A Circuit Split Emerges
As we have previously written, the Fifth Circuit reached the opposite conclusion last year.
Without fully explaining why the use of evidence in a criminal proceeding made the case before it distinguishable from the Fifth Circuit’s review of the government’s application for a court order, the Eleventh Circuit found that it need not review the reasoning of its sister circuit (or that of the Third Circuit in its pre-Jones decision, In re Application of U.S. for an Order Directing a Provider of Elec. Commc’n. Serv. to Disclose Records to Gov’t, 620 F.3d 304, 317-18 (3d Cir. 2010)).
Although the government’s ability to seek review of the Eleventh Circuit’s analysis may be limited by the fact that the court found no reversible error under the “good faith” exception to the exclusionary rule, it will likely have other opportunities to litigate the issue as federal courts continue to grapple with the amount of protection to afford cell phone data.
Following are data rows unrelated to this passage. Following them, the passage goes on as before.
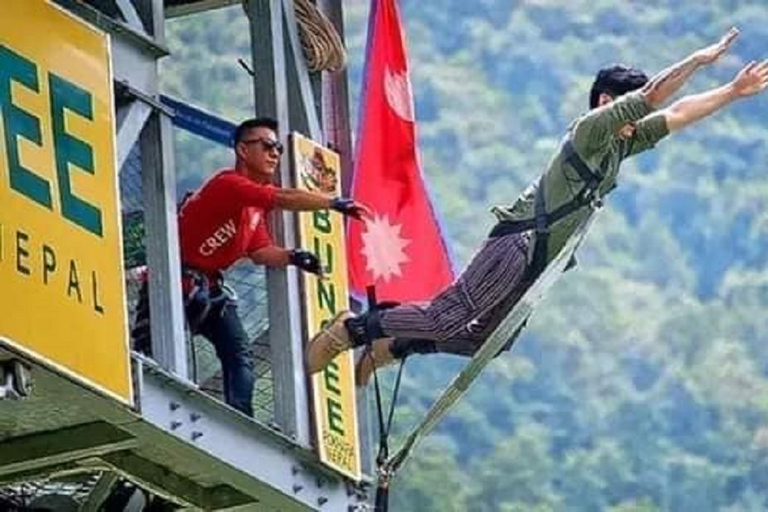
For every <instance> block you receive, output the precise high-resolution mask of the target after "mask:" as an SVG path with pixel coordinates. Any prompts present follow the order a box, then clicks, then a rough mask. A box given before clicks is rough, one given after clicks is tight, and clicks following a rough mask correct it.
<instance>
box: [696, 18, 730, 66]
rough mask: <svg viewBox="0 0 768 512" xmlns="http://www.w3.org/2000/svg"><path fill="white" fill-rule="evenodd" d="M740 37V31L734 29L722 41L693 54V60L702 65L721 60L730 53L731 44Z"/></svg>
mask: <svg viewBox="0 0 768 512" xmlns="http://www.w3.org/2000/svg"><path fill="white" fill-rule="evenodd" d="M738 35H739V29H737V28H735V27H732V28H731V29H730V30H729V31H728V32H727V33H726V34H725V35H724V36H723V37H721V38H720V41H718V42H717V43H715V44H713V45H710V46H707V47H706V48H702V49H701V50H699V51H697V52H695V53H694V54H693V58H694V59H696V61H697V62H698V63H699V64H701V65H704V64H712V63H713V62H715V61H716V60H717V59H719V58H720V56H721V55H722V54H724V53H725V52H726V51H728V49H729V48H730V47H731V44H732V43H733V40H734V39H736V37H738Z"/></svg>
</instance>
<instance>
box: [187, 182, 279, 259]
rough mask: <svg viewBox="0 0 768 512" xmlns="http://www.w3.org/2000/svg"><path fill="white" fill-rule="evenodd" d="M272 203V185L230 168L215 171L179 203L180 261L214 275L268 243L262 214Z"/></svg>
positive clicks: (269, 208) (264, 219) (274, 189)
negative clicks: (186, 198)
mask: <svg viewBox="0 0 768 512" xmlns="http://www.w3.org/2000/svg"><path fill="white" fill-rule="evenodd" d="M274 204H275V187H273V186H272V185H260V184H258V183H254V182H253V181H251V180H249V179H248V178H246V177H244V176H241V175H239V174H237V173H236V172H235V170H234V169H225V170H223V171H219V172H218V173H216V174H215V175H214V176H213V177H211V178H210V179H209V180H208V181H207V182H206V183H205V184H204V185H203V186H202V187H201V188H200V189H199V190H198V191H197V192H195V193H194V194H193V195H192V196H191V197H190V198H189V199H188V200H187V201H186V202H185V203H184V205H183V206H182V207H181V211H180V212H179V243H180V250H181V261H182V263H183V264H185V265H187V266H190V267H192V268H194V269H197V270H200V271H201V272H205V273H207V274H216V272H217V271H220V270H225V269H227V268H228V267H229V266H230V265H232V264H233V263H235V262H236V261H237V260H239V259H241V258H244V257H246V256H247V255H248V254H250V253H251V252H253V251H256V250H258V249H261V248H263V247H267V246H270V245H272V238H271V236H270V234H269V230H268V229H267V222H266V214H267V213H268V212H269V211H270V210H271V209H272V208H273V207H274Z"/></svg>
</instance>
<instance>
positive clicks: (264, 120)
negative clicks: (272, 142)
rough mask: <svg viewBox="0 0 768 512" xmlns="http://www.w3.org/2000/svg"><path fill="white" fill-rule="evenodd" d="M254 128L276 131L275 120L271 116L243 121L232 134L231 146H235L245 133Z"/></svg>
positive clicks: (243, 136)
mask: <svg viewBox="0 0 768 512" xmlns="http://www.w3.org/2000/svg"><path fill="white" fill-rule="evenodd" d="M254 128H269V129H270V130H272V131H273V132H275V133H277V120H276V119H273V118H271V117H256V118H253V119H247V120H245V121H243V122H242V123H240V124H239V125H238V127H237V128H235V132H234V134H233V135H232V146H233V147H234V146H236V145H237V143H238V142H240V141H241V140H243V137H245V134H246V133H248V131H250V130H252V129H254Z"/></svg>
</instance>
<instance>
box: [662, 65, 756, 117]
mask: <svg viewBox="0 0 768 512" xmlns="http://www.w3.org/2000/svg"><path fill="white" fill-rule="evenodd" d="M767 85H768V61H763V62H761V63H759V64H758V63H757V62H751V63H749V64H747V65H746V66H745V67H744V68H742V70H741V71H739V73H738V74H737V75H736V78H734V79H733V80H732V81H731V82H729V83H727V84H725V85H722V86H720V87H717V88H715V89H710V90H709V91H705V92H703V93H700V94H692V95H690V96H685V97H683V98H680V99H679V100H678V101H676V102H674V103H673V104H671V105H670V106H669V107H667V108H665V109H664V110H662V111H661V112H660V114H662V115H663V116H664V118H665V120H666V123H667V127H668V129H669V131H670V132H674V131H677V130H680V129H682V128H684V127H686V126H688V125H689V124H692V123H695V122H696V121H699V120H701V119H703V118H705V117H707V116H709V115H711V114H713V113H714V112H716V111H718V110H720V109H721V108H723V107H725V106H726V105H728V104H729V103H731V102H732V101H734V100H736V99H739V98H743V97H746V96H751V95H753V94H757V93H759V92H762V91H764V90H765V88H766V86H767Z"/></svg>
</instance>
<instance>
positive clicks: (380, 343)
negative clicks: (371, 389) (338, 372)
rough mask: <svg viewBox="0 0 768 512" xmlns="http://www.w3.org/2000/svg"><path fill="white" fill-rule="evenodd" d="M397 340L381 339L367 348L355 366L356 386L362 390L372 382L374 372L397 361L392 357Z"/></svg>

The Davis court’s attempt to distinguish between the provision of numbers dialed and location data on the ground that one is disclosed “voluntarily and knowingly” to the provider and the other is not seems less than clear and likely reflects an underlying discomfort with the greater intrusion location data appears to represent. Although not in direct conflict, the Supreme Court’s decisions in Jones (GPS) and Smith (phone numbers) have given rise to conflicting interpretations in the federal courts. This latest decision may bring closer the day that the high court must resolve those differences, one way or the other.